As formigas começaram a mastigar a minha cabeça pelas beiradas.

Elas eram a única coisa que eu lembrava daqueles dias embaçados que passei no hospital. Dias que pareciam dilatados, lentos de tão espessos, marcados pela sensação das pequenas patinhas caminhando pelos meus braços, pelas minhas pernas, pelo meu rosto. Às vezes eu sentia aquela cócega perturbada enquanto elas se enfiavam dentro das minhas narinas ou saíam dos meus ouvidos.

Quando despertei de fato e passei a sentir com um pouco mais de consciência a dor quente no lado esquerdo da minha cabeça, quando consegui mover com mais força os lábios e a minha língua, a primeira coisa que comentei com a moça de branco que me atendia foi que aquele lugar estava infestado de formigas iguais àquela que caminhava pela minha canela naquele exato momento. Assustada, ela me disse que não havia formiga nenhuma ali, o que não parecia verdade, pois elas estavam por todos os lados.
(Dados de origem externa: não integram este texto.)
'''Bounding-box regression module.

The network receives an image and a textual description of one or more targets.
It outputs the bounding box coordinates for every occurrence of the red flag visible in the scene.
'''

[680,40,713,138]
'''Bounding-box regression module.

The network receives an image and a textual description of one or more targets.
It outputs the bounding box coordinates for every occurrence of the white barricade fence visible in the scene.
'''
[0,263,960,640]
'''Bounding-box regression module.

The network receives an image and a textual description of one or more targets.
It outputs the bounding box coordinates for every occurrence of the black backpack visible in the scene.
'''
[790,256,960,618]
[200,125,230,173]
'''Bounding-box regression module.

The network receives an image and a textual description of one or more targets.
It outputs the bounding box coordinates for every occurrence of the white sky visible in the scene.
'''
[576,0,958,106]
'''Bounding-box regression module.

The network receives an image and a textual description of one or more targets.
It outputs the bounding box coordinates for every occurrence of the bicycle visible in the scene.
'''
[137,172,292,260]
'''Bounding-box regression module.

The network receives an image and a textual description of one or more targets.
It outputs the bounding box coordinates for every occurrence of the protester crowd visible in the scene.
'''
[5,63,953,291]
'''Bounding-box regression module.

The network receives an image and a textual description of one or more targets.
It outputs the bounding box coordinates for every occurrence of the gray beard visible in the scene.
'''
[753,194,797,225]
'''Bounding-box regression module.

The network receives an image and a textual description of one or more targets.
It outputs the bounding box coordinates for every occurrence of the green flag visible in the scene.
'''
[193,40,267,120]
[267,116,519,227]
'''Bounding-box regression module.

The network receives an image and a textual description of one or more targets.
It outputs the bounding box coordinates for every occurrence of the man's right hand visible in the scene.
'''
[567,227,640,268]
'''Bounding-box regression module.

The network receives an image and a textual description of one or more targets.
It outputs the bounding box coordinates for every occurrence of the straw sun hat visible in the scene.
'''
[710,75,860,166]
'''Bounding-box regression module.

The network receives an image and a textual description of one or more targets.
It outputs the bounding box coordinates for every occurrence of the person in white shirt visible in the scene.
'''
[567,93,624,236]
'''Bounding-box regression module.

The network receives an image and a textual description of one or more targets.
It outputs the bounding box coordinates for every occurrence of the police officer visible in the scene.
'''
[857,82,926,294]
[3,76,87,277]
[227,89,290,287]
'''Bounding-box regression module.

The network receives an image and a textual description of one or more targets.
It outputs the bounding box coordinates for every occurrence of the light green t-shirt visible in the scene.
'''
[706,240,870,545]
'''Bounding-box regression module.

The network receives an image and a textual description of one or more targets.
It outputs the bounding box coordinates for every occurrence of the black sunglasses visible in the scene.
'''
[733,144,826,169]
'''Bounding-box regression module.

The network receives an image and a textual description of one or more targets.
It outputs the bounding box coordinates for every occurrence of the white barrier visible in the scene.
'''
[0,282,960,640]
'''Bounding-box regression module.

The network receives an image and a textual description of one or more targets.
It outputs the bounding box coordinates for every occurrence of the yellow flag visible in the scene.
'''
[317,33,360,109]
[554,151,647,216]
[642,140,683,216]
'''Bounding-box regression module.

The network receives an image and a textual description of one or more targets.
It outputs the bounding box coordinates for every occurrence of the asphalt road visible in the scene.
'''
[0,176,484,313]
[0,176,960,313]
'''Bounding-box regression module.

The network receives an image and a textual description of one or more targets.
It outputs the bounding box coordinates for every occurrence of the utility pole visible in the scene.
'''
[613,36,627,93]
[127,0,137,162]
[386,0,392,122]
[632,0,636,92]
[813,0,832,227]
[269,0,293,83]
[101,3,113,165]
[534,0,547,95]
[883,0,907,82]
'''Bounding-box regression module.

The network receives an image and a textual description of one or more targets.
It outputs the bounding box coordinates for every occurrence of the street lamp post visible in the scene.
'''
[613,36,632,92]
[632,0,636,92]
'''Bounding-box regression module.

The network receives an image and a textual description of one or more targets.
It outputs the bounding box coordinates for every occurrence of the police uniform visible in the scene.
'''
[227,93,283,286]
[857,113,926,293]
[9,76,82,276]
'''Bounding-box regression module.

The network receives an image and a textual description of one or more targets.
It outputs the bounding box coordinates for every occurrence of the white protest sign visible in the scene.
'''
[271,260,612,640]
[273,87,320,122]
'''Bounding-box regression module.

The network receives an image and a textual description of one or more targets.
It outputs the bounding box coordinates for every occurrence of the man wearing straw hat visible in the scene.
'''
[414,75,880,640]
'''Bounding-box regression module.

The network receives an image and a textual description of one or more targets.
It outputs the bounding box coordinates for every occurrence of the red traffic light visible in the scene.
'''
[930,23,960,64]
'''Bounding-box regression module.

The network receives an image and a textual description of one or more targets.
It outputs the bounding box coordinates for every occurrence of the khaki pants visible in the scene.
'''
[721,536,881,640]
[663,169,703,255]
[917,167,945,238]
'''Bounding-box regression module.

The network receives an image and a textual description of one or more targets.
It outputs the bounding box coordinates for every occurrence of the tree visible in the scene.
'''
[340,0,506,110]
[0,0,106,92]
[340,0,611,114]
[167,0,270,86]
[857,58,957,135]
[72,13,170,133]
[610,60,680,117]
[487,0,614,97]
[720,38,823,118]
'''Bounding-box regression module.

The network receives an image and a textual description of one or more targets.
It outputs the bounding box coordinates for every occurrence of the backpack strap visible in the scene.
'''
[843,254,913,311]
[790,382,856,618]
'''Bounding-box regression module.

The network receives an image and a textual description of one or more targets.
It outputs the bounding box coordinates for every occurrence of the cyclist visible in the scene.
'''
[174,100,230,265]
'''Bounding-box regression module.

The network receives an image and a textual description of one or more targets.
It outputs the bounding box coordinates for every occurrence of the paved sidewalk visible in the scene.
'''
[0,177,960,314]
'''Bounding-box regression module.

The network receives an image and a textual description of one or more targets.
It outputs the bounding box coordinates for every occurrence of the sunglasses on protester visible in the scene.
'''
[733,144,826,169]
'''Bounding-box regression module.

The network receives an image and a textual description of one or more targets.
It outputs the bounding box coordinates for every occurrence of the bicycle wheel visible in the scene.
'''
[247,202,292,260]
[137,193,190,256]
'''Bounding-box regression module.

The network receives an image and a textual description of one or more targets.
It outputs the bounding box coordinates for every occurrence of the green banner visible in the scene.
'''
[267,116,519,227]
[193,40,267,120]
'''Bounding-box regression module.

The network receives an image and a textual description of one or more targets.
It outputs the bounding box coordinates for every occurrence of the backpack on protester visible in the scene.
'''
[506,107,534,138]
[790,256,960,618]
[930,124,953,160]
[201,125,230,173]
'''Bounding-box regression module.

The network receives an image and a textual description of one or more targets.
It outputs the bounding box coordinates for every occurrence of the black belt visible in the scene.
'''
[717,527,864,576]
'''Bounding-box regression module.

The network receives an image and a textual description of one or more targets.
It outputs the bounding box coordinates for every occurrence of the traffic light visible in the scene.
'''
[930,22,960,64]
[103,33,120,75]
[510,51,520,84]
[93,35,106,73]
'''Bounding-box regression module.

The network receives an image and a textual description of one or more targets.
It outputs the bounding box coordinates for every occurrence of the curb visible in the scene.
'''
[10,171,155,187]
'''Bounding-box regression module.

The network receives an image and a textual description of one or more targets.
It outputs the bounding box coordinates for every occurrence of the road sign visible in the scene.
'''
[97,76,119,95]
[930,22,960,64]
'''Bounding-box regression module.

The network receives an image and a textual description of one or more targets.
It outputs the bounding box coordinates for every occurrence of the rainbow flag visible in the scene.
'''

No chão, nas paredes, no teto.

Eu continuei a vê-las depois que os dias começaram a passar mais rápido, desprovidos da paralisia dos analgésicos, e no momento em que abandonei o hospital, ciente de que em algum momento da vida um ônibus havia arrebentado o lado esquerdo da minha cabeça, transformando, segundo as testemunhas, meu supercílio em uma massa disforme e quente de sangue. Quando escovava os dentes, eu as via deslizar sobre suas patinhas na direção do ralo, depois de caírem dos meus cabelos; quando tomava banho, seus corpos encharcados ficavam presos em bolhas de sabão e tufos de cabelo; quando colocava meus tênis, sempre os sacudia primeiro para me certificar de que não havia nenhuma escondida no sufoco escuro das palmilhas. Não adiantava muito, pois sempre restava uma ou até mesmo duas esmigalhadas sob o meu peso, restos em manchas nas meias. Precisava cuidar até os pratos de comida que comia, pois elas gostavam de mergulhos quentes no caldo do feijão ou da prisão pastosa no grude do arroz que aquela mulher cujos cabelos tinham raízes brancas preparava ao meio-dia. Estavam no fundo dos copos de suco de laranja que eu tomava, nas muitas caixinhas de remédios que eu passei a engolir, nos fundilhos das cuecas que eu vestia. Estavam em mim.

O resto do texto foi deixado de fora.